It would be an understatement to claim that Indians have a soft corner for gold. Gold is used for a variety of purposes in India. It is a popular asset class, is used in ornaments and given as gifts. India’s garrulous appetite for gold is highlighted by the fact that it is the largest importer of gold in the world. Over the last year, there has been a 25% increase and it is predicted that prices may still rise. Today, the price of gold has reached sky-high with only 10 grams being worth about 42 thousand rupees, it’s not wrong to presume that it’s time to reap onto your prior long-term investment.
Indians also prefer taking loans against gold. According to a report by a leading consulting firm, the gold loan market in India would be worth an astounding Rs 3.1 lakh crore.
Reasons why loans against gold is a benefit for the customer:
Rapid processing of Loan
Gold being such a valuable commodity, the usage of gold to pawn for money makes the process a very quick and easy process.

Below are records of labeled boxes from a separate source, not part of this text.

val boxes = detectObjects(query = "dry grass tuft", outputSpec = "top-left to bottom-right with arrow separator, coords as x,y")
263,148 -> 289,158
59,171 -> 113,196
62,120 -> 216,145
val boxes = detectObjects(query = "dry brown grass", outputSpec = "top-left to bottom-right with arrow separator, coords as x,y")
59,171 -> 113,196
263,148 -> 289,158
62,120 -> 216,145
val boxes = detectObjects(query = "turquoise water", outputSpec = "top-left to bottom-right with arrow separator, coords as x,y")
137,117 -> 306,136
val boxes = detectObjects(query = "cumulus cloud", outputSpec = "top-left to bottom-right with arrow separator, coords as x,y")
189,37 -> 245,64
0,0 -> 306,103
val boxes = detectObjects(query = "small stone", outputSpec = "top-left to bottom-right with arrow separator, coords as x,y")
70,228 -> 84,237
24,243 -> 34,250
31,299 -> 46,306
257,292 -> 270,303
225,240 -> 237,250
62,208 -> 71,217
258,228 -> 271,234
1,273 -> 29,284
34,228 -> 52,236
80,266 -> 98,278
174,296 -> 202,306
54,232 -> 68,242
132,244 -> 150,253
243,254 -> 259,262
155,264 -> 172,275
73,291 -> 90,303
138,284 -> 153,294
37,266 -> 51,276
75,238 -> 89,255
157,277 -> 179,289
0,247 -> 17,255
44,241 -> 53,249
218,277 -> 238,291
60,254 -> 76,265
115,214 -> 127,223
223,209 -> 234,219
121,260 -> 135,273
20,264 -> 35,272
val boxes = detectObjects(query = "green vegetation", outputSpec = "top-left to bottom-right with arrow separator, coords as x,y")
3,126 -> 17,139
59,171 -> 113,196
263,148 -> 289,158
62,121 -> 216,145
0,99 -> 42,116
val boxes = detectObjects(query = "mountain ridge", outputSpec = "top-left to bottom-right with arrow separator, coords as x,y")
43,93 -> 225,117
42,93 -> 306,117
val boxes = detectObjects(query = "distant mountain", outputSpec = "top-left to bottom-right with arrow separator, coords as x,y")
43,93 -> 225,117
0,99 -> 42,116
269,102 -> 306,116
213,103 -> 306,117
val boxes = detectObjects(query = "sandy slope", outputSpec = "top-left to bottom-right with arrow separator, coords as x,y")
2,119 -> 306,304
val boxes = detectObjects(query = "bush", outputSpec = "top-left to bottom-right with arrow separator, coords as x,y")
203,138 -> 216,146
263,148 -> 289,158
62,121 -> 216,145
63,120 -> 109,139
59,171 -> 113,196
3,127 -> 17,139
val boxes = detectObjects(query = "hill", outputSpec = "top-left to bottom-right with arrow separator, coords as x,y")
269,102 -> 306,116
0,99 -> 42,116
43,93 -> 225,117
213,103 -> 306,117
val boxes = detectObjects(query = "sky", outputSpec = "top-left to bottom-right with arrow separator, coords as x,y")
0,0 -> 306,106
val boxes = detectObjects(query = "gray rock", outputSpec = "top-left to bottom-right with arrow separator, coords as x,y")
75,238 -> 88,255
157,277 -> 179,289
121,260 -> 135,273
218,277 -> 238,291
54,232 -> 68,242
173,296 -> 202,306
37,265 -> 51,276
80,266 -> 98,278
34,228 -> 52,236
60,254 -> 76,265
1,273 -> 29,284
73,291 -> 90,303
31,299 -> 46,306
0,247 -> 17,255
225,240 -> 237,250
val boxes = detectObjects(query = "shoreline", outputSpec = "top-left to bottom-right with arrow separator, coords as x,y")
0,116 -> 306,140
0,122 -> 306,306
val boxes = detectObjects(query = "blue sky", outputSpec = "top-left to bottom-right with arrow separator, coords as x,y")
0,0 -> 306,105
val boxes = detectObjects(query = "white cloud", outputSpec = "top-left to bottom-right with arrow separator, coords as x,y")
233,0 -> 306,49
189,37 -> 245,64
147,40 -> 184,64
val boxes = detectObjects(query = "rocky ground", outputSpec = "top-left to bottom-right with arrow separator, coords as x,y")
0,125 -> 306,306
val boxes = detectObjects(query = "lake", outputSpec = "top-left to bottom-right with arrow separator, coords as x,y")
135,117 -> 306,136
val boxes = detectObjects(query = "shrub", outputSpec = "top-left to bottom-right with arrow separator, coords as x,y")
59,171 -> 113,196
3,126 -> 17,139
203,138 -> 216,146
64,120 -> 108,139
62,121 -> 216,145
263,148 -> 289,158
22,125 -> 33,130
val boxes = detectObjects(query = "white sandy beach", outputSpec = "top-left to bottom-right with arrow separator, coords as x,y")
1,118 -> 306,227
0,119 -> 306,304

If one requires money quickly, for example for an investment, or an emergency, cash for gold is one of the best ways to get that money as quickly as possible.
Thus, sparing you the headache to go to the bank and fill in hundreds of documents for your loans.

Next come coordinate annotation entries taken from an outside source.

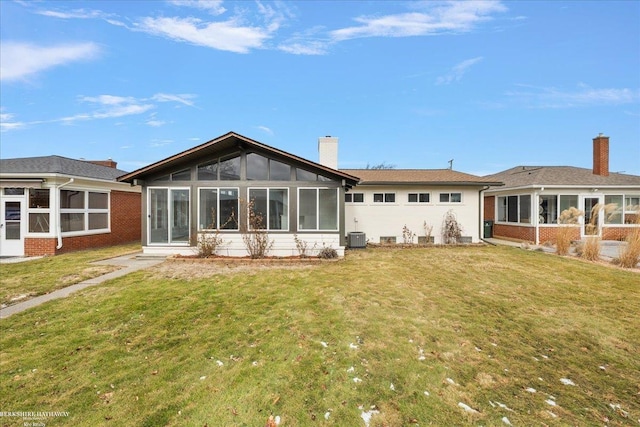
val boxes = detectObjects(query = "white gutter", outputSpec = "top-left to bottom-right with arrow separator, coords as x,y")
55,178 -> 73,249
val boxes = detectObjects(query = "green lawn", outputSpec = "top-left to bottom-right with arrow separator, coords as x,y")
0,246 -> 640,427
0,243 -> 141,305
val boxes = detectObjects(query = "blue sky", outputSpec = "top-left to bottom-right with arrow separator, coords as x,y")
0,0 -> 640,175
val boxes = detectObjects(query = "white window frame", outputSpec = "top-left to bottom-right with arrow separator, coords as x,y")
60,187 -> 111,237
247,187 -> 291,232
296,187 -> 340,232
196,186 -> 240,233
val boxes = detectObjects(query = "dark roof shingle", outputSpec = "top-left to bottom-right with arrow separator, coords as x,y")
0,156 -> 126,181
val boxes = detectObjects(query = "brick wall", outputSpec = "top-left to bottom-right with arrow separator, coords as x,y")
493,224 -> 536,242
24,237 -> 57,256
24,191 -> 142,256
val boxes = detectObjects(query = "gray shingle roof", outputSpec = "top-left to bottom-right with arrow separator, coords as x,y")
341,169 -> 500,186
0,156 -> 127,181
485,166 -> 640,189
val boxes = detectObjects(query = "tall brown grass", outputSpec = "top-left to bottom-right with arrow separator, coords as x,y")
556,207 -> 584,256
618,206 -> 640,268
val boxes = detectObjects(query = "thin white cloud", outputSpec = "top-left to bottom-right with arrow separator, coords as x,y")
506,83 -> 640,108
258,126 -> 273,135
168,0 -> 226,15
135,17 -> 271,53
0,42 -> 100,81
35,9 -> 107,19
331,0 -> 506,41
0,113 -> 26,132
151,93 -> 196,107
436,56 -> 482,85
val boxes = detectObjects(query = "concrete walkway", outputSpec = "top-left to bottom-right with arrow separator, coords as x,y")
0,254 -> 165,319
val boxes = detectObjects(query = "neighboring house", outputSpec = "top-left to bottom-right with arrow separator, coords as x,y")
484,134 -> 640,244
0,156 -> 140,256
344,169 -> 500,244
118,132 -> 358,256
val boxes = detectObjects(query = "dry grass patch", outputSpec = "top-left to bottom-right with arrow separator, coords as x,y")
0,247 -> 640,427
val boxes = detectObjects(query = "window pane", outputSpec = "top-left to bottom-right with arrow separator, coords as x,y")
507,196 -> 518,222
198,160 -> 218,181
149,188 -> 169,243
29,188 -> 50,209
220,156 -> 240,181
560,195 -> 578,214
269,189 -> 289,230
269,159 -> 291,181
171,190 -> 189,242
249,188 -> 267,229
604,195 -> 623,224
171,169 -> 191,181
89,193 -> 109,209
219,188 -> 238,230
247,153 -> 269,181
198,188 -> 218,230
60,190 -> 84,209
318,188 -> 338,230
298,188 -> 318,230
498,196 -> 507,221
29,213 -> 49,233
89,213 -> 109,230
60,213 -> 84,232
520,195 -> 531,224
296,168 -> 318,181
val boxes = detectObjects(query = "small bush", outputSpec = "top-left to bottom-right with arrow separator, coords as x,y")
442,210 -> 462,245
318,246 -> 338,259
580,236 -> 600,261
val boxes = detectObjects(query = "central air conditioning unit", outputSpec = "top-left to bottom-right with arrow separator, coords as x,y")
348,231 -> 367,249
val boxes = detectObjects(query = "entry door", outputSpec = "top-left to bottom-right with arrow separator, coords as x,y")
147,188 -> 190,245
582,197 -> 602,236
0,198 -> 25,256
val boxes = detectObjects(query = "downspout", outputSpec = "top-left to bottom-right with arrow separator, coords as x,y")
55,178 -> 73,250
478,185 -> 492,244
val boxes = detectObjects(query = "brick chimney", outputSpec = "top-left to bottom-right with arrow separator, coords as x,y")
85,159 -> 118,169
593,134 -> 609,176
318,136 -> 338,169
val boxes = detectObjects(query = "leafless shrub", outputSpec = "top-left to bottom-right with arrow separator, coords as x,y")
240,199 -> 273,259
442,209 -> 462,245
402,224 -> 416,245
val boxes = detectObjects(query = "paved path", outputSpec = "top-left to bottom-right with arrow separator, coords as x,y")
0,254 -> 165,319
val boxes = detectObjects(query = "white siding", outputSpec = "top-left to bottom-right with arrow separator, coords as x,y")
345,185 -> 481,243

Simple Repayment Procedure
The process of keeping a highly valuable commodity as collateral has the benefits of the process of acquiring it back even easier. To get your commodity back, all you must do is pay back the gold loan amount along with the applicable interest, and without any further hurdles, you will be returned what the bank owes you.

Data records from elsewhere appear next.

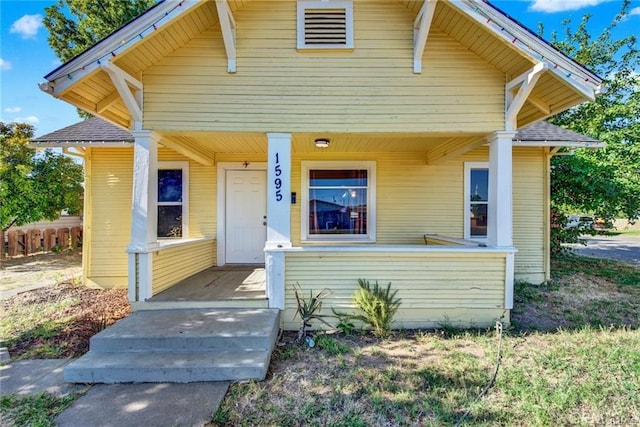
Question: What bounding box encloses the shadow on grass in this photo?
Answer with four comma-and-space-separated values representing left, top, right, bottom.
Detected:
511, 254, 640, 332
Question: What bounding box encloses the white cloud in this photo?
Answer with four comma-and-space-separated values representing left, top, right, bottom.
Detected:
529, 0, 607, 13
0, 58, 13, 70
13, 116, 40, 123
9, 15, 42, 39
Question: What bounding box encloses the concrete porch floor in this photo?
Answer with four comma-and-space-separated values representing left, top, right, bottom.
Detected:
147, 265, 266, 303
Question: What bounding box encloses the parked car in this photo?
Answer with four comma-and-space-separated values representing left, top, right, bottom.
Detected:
564, 215, 595, 228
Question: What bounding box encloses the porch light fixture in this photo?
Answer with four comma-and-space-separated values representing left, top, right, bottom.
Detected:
315, 138, 330, 148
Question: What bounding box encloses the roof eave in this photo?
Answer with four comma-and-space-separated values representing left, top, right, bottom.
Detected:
513, 139, 607, 148
41, 0, 199, 85
450, 0, 604, 94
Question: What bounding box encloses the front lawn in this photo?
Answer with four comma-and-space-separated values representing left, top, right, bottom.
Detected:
212, 256, 640, 426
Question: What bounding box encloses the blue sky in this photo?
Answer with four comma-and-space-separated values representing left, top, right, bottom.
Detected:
0, 0, 640, 136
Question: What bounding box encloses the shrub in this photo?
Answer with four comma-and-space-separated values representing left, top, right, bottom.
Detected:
333, 279, 401, 337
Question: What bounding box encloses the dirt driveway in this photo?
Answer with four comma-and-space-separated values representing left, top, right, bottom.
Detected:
573, 235, 640, 266
0, 251, 82, 299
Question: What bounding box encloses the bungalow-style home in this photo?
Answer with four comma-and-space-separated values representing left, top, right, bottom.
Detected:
35, 0, 602, 329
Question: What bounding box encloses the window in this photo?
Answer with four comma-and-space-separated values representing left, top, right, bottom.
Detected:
302, 162, 375, 242
464, 162, 489, 240
298, 1, 353, 49
157, 162, 189, 239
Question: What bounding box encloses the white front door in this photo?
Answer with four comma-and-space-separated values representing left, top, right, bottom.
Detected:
225, 170, 267, 264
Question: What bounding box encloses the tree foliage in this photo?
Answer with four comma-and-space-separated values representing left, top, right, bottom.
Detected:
0, 122, 83, 230
42, 0, 155, 62
541, 1, 640, 224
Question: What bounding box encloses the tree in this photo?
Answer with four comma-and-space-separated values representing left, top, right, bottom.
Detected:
0, 122, 83, 231
539, 0, 640, 227
42, 0, 155, 62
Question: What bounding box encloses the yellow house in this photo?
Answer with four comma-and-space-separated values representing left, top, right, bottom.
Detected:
41, 0, 602, 329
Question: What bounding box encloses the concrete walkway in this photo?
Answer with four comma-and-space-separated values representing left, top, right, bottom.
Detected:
0, 359, 229, 427
571, 235, 640, 266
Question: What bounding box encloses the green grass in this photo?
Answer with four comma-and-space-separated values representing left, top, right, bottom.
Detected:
0, 393, 76, 427
213, 257, 640, 426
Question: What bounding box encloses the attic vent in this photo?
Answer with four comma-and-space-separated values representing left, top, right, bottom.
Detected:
298, 1, 353, 49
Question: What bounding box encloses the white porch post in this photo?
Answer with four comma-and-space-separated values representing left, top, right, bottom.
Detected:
487, 132, 515, 247
265, 133, 291, 309
127, 130, 159, 301
487, 131, 515, 310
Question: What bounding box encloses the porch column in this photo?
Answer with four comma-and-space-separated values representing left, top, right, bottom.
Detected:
265, 133, 291, 309
127, 130, 159, 301
487, 132, 515, 247
487, 131, 515, 310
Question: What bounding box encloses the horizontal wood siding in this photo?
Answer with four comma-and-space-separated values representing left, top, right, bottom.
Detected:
153, 240, 216, 295
291, 147, 545, 283
283, 251, 505, 329
291, 153, 463, 245
143, 1, 505, 133
86, 148, 216, 288
158, 148, 217, 238
513, 148, 547, 283
85, 148, 133, 288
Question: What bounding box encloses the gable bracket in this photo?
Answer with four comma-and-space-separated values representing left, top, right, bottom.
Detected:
413, 0, 438, 74
100, 61, 143, 123
216, 0, 236, 73
160, 137, 215, 166
504, 62, 549, 131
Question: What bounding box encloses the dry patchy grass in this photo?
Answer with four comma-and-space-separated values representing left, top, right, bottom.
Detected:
212, 257, 640, 426
0, 281, 130, 359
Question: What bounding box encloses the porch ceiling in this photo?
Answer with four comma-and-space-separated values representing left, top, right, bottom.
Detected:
159, 132, 485, 158
46, 0, 600, 131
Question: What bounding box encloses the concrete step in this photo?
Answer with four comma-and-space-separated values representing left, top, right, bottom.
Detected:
64, 308, 280, 383
131, 298, 269, 311
64, 351, 271, 384
90, 308, 279, 352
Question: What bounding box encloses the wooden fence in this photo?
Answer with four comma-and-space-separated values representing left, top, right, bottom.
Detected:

The concept of banking works on the principle of risk. This is the reason why the idea of a credit system was established; it helps the bank decide what investments they place would be risky and what would not be. Using this system, they can establish who should and who shouldn’t pay more or less interest for the same loan. But, when it comes to loan against gold, the usage of gold as collateral, the risk factor for the bank decreases, thus you can enjoy a low-interest rate on your commodity.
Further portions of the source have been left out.